Gli Ostrogoti erano un gruppo di Goti sudditi degli Unni. Giordane scrisse che tutti i Goti (cioè gli Ostrogoti) che non avevano chiesto ospitalità all'Impero d'Oriente nel 376 e che erano finiti sotto l'egemonia degli Unni furono per lungo tempo governati dal Casato degli Amali, ma per alcuni studiosi, questa sua affermazione è di dubbia attendibilità: la sua fonte, la storia gotica di Cassiodoro, era una sorta di storia celebrativa delle gesta degli Ostrogoti e del Casato degli Amali, per cui potrebbe aver distorto, accentuandola di parecchio, l'effettiva importanza del Casato degli Amali, a cui Teodorico, il commissionatore dell'opera, apparteneva. Giordane scrive che, prima dell'ascesa al potere di Valamer Amal, zio di Teodorico, i Goti non erano affatto governati dagli Amali, e narra delle imprese di un non ben precisato re Balamber, che avrebbe sconfitto diversi capi tribali goti. Heather ha ipotizzato che questo Balamber vada identificato con Valamer, in quanto Valamer e Balam(b) er in greco si scrivono allo stesso modo, e dunque la sua "scissione" in due personaggi distinti sarebbe stato un "pasticcio" di Giordane.Secondo Heather, quindi, solo in seguito alle gesta belliche di Valamer, la dinastia degli Amali riuscì a unificare sotto il suo controllo diversi gruppi distinti di Goti, sconfiggendo i loro capi tribali; secondo lo stesso Heather, queste lotte per l'unificazione del comando sotto un unico re avvenuta tra gli Ostrogoti, sarebbe da datare in seguito al decesso di Attila, perché il re unno era troppo intelligente e carismatico per permettere un processo che rischiava di minare l'egemonia unna.

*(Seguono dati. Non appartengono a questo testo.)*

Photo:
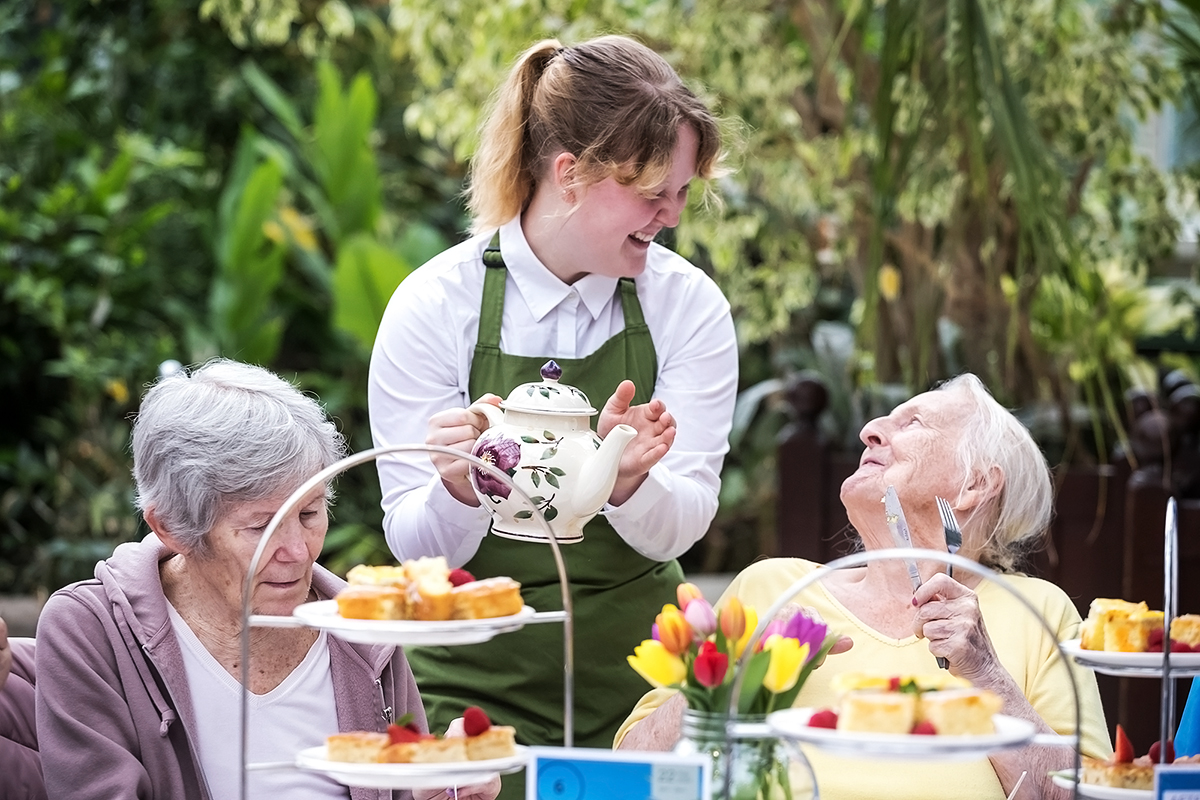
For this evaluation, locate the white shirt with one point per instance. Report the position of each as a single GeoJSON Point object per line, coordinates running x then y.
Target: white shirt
{"type": "Point", "coordinates": [295, 715]}
{"type": "Point", "coordinates": [421, 365]}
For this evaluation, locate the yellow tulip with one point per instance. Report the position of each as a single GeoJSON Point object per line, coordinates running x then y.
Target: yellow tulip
{"type": "Point", "coordinates": [786, 657]}
{"type": "Point", "coordinates": [751, 624]}
{"type": "Point", "coordinates": [675, 632]}
{"type": "Point", "coordinates": [657, 665]}
{"type": "Point", "coordinates": [889, 282]}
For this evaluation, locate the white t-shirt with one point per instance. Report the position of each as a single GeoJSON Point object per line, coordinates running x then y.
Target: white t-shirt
{"type": "Point", "coordinates": [295, 715]}
{"type": "Point", "coordinates": [421, 365]}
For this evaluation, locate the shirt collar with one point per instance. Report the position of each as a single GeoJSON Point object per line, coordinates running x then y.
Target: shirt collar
{"type": "Point", "coordinates": [540, 288]}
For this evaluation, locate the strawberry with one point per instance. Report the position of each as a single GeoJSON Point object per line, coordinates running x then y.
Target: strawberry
{"type": "Point", "coordinates": [459, 576]}
{"type": "Point", "coordinates": [823, 719]}
{"type": "Point", "coordinates": [1156, 750]}
{"type": "Point", "coordinates": [474, 721]}
{"type": "Point", "coordinates": [1123, 752]}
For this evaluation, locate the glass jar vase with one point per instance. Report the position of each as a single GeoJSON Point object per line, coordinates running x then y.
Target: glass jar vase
{"type": "Point", "coordinates": [749, 763]}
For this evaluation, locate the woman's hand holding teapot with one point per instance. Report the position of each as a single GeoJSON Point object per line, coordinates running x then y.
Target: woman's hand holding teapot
{"type": "Point", "coordinates": [655, 434]}
{"type": "Point", "coordinates": [457, 428]}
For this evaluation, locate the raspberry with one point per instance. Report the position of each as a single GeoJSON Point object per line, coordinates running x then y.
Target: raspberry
{"type": "Point", "coordinates": [823, 719]}
{"type": "Point", "coordinates": [474, 721]}
{"type": "Point", "coordinates": [459, 576]}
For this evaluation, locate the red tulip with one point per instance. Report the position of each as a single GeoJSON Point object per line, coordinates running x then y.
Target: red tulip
{"type": "Point", "coordinates": [711, 666]}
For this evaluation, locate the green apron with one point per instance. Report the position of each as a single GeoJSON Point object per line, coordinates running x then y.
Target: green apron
{"type": "Point", "coordinates": [517, 678]}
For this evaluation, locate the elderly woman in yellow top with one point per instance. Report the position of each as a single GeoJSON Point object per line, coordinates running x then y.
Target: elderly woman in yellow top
{"type": "Point", "coordinates": [960, 444]}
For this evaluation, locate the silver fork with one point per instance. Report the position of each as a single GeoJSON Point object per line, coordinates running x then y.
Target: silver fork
{"type": "Point", "coordinates": [953, 533]}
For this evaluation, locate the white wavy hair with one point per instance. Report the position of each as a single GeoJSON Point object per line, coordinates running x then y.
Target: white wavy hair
{"type": "Point", "coordinates": [225, 434]}
{"type": "Point", "coordinates": [1015, 521]}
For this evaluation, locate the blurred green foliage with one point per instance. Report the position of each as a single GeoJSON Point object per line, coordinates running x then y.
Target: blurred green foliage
{"type": "Point", "coordinates": [162, 198]}
{"type": "Point", "coordinates": [918, 188]}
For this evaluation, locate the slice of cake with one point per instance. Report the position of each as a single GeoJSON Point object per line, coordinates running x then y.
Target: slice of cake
{"type": "Point", "coordinates": [424, 751]}
{"type": "Point", "coordinates": [486, 740]}
{"type": "Point", "coordinates": [371, 602]}
{"type": "Point", "coordinates": [430, 591]}
{"type": "Point", "coordinates": [1132, 632]}
{"type": "Point", "coordinates": [1102, 613]}
{"type": "Point", "coordinates": [357, 746]}
{"type": "Point", "coordinates": [876, 711]}
{"type": "Point", "coordinates": [1186, 629]}
{"type": "Point", "coordinates": [960, 711]}
{"type": "Point", "coordinates": [486, 599]}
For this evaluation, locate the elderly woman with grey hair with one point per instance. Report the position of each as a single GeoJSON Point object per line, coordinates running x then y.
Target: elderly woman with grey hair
{"type": "Point", "coordinates": [955, 443]}
{"type": "Point", "coordinates": [139, 669]}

Una volta unificati sotto il comando di Valamer, gli Ostrogoti sconfissero in battaglia gli Suebi, i quali, allora, sobillarono altri gruppi barbari, come ad esempio gli Sciri, contro gli Ostrogoti: gli Sciri riuscirono a uccidere in battaglia Valamer, ma gli Ostrogoti riuscirono comunque a vendicare l'uccisione del loro re sconfiggendoli e sottomettendoli. Gli Svevi, gli Sciri superstiti, i Rugi, i Gepidi, i Sarmati e altri gruppi di barbari, a questo punto, si coalizzarono tra di loro per cercare di contrastare l'egemonia degli Ostrogoti, ma vennero anch'essi sconfitti dagli Ostrogoti in una battaglia combattuta presso il fiume Bolia.Nel corso di queste lotte per l'egemonia nella zona, gli Ostrogoti combatterono anche contro gli Unni, uscendone vincitori; l'aumento della potenza degli Ostrogoti e l'indebolimento degli Unni è esemplificato dagli obiettivi degli Unni nelle due campagne: se la prima volta gli Unni erano intenzionati a scontrarsi con gli Ostrogoti per sottometterli nuovamente sotto il loro giogo, nella seconda campagna, avvenuta anni dopo, cercarono semplicemente di arrestare il processo di espansione degli Ostrogoti.
Gli Ostrogoti, stanziati nella zona dell'attuale Serbia a seguito della disgregazione degli Unni, furono ingaggiati dall'imperatore d'Oriente Zenone per liberare l'Italia dal dominio di Odoacre. Sotto la guida del loro capo Teodorico, si trasferirono in Italia nel 489 e riuscirono a sconfiggere Odoacre. Teodorico ottenne dall'imperatore Anastasio I il titolo di patricius e il suo popolo ottenne pieni diritti sulle terre occupate.